At the same time, because this course is a Write-2 IntroSem, we will also reflect on the taboos we may have internalized about what “good” writing and speaking are. Have you been told to never split infinitives, that you shouldn’t use contractions, or to avoid using first person? I hope together we can discern how communication-based taboos can potentially perpetuate the larger systemic taboos dramatized in the readings. How might we use writing and speaking to liberate us from the taboos of oppression and exclusion? 

Throughout the quarter, each student will develop a multimedia research portfolio composed of artifacts that interrogate a specific taboo chosen by the student and that prompt reflection about their experimentation with writing and oral communication genres and methods. 

This course fulfills the second level Writing and Rhetoric Requirement (WRITE 2) and will emphasize oral and written presentations.

General Education Requirements

Meet the Instructor

Lauri Dietz

Lauri Dietz

"I became an English major because I loved how through reading the stories of different people, geographies, and eras I could interrogate the assumptions and structures of the world I live in.

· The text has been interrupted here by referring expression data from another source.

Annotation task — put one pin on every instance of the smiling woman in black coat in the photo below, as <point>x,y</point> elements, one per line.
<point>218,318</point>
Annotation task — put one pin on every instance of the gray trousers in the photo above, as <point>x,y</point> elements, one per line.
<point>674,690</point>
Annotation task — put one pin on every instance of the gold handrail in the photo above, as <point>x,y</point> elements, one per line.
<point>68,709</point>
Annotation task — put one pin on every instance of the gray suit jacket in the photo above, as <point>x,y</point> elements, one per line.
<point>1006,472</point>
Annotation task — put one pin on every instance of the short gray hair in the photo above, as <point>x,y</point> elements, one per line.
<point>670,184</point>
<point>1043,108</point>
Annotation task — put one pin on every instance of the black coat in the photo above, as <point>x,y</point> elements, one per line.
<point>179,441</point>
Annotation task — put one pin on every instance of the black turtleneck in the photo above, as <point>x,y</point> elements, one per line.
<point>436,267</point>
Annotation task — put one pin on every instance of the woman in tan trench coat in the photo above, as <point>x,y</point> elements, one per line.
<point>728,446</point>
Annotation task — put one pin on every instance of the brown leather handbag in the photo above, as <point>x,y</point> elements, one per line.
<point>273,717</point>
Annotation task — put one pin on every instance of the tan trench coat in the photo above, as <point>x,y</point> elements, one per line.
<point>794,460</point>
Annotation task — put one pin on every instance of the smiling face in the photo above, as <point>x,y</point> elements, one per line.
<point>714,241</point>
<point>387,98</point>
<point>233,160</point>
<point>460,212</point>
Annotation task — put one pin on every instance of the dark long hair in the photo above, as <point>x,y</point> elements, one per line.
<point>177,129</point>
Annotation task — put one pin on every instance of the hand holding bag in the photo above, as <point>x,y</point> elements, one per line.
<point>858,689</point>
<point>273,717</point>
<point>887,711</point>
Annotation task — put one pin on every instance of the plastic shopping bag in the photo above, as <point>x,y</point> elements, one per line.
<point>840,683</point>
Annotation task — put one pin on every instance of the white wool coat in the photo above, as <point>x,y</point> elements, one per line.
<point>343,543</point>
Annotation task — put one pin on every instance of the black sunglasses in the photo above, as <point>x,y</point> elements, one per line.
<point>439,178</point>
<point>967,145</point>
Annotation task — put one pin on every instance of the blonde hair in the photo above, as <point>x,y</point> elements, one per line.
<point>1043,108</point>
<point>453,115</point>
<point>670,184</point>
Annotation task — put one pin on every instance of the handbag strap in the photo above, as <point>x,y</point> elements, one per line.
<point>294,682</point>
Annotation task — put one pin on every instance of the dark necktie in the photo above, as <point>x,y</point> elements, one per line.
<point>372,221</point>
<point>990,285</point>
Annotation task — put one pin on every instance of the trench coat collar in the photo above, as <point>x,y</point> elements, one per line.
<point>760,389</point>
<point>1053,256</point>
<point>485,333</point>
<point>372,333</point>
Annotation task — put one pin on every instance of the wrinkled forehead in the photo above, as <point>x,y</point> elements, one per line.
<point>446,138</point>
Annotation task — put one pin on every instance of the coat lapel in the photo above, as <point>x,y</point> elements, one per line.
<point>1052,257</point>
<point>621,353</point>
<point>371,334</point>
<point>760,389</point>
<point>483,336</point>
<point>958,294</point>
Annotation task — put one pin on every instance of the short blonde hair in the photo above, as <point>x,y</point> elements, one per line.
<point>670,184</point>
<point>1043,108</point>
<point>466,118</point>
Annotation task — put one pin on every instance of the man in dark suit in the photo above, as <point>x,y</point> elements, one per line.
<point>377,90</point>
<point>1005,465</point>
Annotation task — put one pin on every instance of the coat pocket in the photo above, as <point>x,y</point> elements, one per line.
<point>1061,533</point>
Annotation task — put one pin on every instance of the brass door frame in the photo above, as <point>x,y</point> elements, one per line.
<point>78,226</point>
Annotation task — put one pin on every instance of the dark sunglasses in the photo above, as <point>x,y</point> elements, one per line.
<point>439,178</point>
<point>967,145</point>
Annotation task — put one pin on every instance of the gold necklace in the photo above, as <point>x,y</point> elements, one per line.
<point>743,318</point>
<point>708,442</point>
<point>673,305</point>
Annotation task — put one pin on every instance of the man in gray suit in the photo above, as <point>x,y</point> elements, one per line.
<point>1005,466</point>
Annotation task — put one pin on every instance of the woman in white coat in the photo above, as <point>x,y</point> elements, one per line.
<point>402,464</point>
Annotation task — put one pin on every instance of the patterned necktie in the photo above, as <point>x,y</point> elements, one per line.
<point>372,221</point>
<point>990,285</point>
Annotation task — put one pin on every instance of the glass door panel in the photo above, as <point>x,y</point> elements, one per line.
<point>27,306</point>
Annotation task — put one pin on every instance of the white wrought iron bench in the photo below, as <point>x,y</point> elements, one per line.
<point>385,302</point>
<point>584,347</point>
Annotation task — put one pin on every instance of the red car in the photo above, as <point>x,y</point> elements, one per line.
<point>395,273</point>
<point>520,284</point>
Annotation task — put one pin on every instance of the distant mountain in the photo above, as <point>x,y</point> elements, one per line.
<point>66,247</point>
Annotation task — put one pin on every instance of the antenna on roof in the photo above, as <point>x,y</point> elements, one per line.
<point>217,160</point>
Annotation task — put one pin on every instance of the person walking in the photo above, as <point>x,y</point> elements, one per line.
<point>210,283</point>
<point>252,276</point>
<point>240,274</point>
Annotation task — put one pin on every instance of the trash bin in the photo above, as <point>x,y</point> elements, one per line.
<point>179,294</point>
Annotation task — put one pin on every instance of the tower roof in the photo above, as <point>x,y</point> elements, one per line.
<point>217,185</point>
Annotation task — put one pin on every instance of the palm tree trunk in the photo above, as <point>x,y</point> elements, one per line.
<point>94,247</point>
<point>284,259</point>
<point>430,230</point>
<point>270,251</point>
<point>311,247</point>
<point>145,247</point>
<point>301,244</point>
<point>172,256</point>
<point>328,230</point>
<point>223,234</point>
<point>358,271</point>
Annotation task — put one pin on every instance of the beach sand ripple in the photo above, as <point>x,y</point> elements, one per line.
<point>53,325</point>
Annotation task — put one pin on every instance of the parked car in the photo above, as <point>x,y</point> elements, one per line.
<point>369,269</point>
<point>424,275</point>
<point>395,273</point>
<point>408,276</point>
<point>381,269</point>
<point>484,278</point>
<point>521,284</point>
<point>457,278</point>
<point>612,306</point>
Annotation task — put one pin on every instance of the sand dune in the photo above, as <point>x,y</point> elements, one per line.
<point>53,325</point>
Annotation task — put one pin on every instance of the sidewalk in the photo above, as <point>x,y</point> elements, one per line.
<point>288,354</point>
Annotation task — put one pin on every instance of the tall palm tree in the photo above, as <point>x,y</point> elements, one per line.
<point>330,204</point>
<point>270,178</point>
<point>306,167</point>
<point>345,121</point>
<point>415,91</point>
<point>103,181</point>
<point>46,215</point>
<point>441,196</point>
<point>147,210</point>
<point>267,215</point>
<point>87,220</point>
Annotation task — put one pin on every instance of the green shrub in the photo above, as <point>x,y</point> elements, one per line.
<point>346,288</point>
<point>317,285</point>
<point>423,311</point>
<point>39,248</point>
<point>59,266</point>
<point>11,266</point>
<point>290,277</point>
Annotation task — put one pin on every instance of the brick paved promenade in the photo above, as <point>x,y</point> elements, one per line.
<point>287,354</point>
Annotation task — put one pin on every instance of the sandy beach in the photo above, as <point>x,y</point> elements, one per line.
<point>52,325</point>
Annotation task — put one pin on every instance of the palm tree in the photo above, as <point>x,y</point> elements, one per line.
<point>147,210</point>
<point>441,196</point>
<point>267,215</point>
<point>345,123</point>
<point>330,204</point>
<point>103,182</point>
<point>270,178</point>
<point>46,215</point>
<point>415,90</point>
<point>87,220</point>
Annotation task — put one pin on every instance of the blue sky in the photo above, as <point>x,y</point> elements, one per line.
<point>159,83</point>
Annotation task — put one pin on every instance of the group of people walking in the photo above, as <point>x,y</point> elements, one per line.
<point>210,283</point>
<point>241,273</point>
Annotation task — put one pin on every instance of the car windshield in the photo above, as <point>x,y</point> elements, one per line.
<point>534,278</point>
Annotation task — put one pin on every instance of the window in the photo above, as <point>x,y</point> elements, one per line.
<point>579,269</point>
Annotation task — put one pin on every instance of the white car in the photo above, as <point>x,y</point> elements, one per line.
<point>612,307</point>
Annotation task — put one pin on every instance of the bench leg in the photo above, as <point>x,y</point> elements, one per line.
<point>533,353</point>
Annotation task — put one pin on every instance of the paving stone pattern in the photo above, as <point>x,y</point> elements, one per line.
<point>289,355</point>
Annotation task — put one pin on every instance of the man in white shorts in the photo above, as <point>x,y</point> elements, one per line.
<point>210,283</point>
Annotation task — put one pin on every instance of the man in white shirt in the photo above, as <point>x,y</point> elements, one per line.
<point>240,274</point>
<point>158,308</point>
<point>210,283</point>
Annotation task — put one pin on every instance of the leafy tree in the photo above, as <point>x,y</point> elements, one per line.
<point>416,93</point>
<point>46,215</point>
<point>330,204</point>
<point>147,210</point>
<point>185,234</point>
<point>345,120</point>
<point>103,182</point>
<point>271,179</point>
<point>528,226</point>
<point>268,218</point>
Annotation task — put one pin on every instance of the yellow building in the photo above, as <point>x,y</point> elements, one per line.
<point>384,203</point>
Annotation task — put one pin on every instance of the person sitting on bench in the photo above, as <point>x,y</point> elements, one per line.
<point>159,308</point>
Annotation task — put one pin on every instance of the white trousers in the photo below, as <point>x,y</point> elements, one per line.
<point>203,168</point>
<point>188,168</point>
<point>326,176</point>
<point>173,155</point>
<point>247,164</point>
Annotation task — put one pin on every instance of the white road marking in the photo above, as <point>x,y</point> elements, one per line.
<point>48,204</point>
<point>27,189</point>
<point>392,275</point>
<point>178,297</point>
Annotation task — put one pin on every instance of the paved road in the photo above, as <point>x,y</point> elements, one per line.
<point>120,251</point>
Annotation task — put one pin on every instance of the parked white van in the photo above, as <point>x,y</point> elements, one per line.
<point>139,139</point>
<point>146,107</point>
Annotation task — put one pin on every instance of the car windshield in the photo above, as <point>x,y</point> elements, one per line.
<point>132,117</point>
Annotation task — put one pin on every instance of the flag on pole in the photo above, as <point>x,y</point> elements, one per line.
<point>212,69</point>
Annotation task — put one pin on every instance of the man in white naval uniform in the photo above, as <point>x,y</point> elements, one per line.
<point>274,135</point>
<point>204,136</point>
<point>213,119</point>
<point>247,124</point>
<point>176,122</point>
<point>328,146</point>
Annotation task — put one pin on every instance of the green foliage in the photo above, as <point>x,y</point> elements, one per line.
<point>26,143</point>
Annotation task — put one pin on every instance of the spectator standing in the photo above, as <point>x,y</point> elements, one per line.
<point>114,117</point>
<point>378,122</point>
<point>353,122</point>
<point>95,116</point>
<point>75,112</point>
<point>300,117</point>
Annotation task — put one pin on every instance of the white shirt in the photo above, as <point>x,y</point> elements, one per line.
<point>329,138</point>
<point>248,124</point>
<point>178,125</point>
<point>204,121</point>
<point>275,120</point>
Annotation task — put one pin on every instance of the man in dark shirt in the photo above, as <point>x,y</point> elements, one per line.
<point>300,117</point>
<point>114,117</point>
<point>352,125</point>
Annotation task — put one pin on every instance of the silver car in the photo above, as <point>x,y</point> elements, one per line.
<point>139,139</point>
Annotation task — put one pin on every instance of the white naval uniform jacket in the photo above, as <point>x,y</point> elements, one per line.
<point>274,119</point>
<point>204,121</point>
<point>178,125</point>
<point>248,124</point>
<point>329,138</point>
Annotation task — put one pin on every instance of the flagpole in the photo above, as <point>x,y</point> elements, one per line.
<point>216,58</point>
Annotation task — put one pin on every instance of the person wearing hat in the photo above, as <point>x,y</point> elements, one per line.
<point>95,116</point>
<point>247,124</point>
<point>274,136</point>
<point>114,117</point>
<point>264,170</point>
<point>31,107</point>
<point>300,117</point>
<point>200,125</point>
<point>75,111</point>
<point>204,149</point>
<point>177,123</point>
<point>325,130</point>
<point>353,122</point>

Books, plays, poems, movies, and essays made visible the implicit logic and rules that structured my life and communities I inhabited and visited. Seeing that other ways of thinking, being, and doing were possible has been a key source of my courage to stand up for what I believe in and to fight for change where needed.

"My PhD is in English Renaissance literature, an era full of iconoclasts who shattered many existing taboos while also building their own as well. I have taken leaps of faith to explore new worlds since then. My first jump was into the world of writing studies and writing centers where I learned how transformative peer education can be and why writing truly is mightier than the sword. My most recent jump was coming to Stanford and overseeing the IntroSems program, including building IntroSems Plus, a research and mentoring program. If you are ready to take a leap into the unknown, to have the courage to size up different taboos to see if they should stay or go, and to take control of your writerly identity, then I hope you will join me in this seminar."